Put Your Resentment In the Closet
I started dating a man six months ago. I actually dated him for six months 27 years ago, when we were in high school, but we went our separate ways to experience life. We are both divorced now and we both have children. He is in the Army as a career, so at least one or two weekends he has to work. On the other weekends he spends the entire time with his 13-year-old son. Sometimes on Friday nights we get to see each other for a few hours, and the only other time is one or two times during the week. (His daughter is older and out and about, being social; and my children are both older and also out much of the time with friends or working.)

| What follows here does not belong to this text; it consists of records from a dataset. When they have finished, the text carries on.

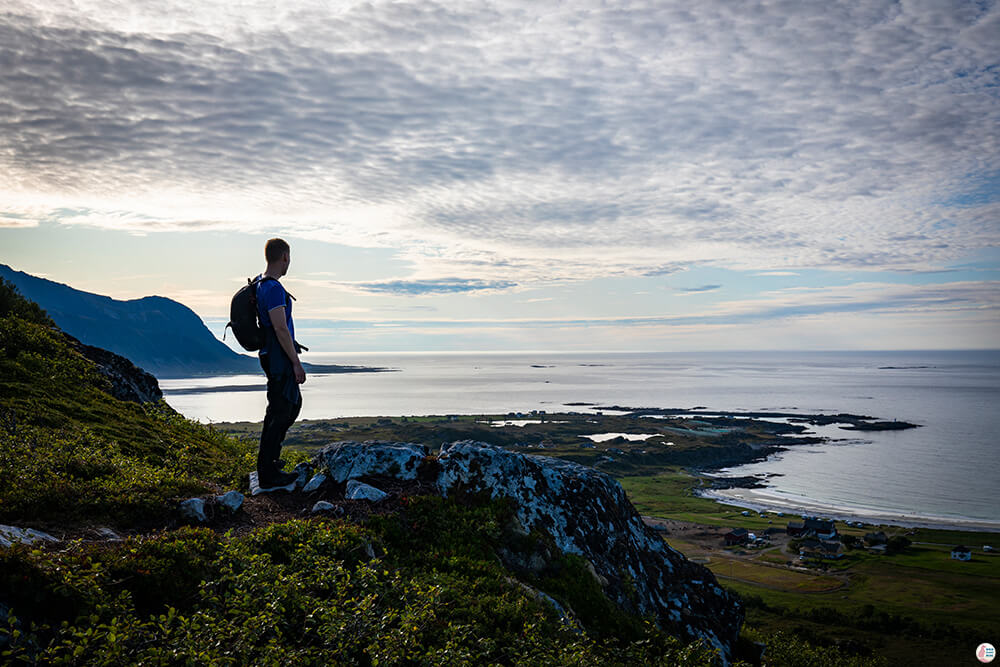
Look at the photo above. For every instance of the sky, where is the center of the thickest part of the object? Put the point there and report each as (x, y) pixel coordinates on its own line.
(466, 176)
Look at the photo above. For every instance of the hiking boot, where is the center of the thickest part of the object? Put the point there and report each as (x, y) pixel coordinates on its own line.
(276, 480)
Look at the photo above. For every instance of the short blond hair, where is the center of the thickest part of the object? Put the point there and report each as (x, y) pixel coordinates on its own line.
(275, 249)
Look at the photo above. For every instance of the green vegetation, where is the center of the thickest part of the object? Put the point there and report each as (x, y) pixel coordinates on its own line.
(313, 592)
(422, 585)
(913, 605)
(75, 451)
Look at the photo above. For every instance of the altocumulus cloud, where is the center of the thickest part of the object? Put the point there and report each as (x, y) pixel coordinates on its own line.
(582, 139)
(418, 287)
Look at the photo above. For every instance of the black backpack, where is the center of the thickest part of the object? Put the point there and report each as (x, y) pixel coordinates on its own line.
(243, 317)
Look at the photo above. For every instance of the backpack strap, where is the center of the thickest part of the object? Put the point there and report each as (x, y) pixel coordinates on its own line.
(257, 281)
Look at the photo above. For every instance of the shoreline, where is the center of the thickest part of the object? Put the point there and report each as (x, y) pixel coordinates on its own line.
(760, 500)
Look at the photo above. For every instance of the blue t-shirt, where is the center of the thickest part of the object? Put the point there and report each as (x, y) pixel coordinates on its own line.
(271, 295)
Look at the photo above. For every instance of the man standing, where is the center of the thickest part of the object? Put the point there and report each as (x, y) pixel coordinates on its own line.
(280, 360)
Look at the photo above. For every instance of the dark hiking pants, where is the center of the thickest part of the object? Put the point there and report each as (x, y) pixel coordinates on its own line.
(284, 400)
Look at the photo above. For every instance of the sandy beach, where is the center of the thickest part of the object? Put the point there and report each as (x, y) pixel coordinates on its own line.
(768, 500)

Now that I am quite sure we love each other and we both have agreed to a committed relationship, it makes me sad to spend my weekend time alone. I do have friends, a house, dogs, chores, etc., plus a full-time job during the weekdays, so I do have a life outside of him, but I miss him terribly all weekend. I have recently joined a gym and will be spending time there as well, but he will still always be on my mind. How do I go about being happy without him? I’m afraid my loneliness is going to turn to resentment and start to cause problems between us. Am I too insecure? And if so, what do I do to change that about myself?
I understand your dilemma. You reconnect with someone special, after years apart, only to find you have to be separated on the weekends. Here’s the good news: The important time he’s spending with his son is coming to an end.
I am the divorced mother of two teenage boys, ages14 and 16. And one thing I’ve noticed is that the time they spend with either their father or me has diminished over the years. Actually, 13 is about the time things begin to change. All of sudden there are other things to do on the weekends, like hang with their friends, go to sporting events, engage with girls. As time passes, he’ll begin to separate from his dad. You must have seen this with your own children. The time your boyfriend is spending with his son right now is fleeting. With that in mind, stay focused on the bigger picture. There will come a time when his son is not interested in him, and he’ll realize that it’s time to focus on himself, which will include his relationship with you. If you love this guy, the ultimate gift you can give him is this special time. You’re the adult – you know it will eventually even itself out, and then both of you will have a more balanced life together with all of your children. Until then, put the resentment in the closet and think bigger.
Also, six months into a relationship isn’t the time to become demanding. So take a deep breath, get in shape at the gym and give your guy something worthwhile to come home to – an understanding (and shapely) girlfriend! He will love you even more and appreciate the sacrifices you’ve made in order to help make his relationship with his son more meaningful.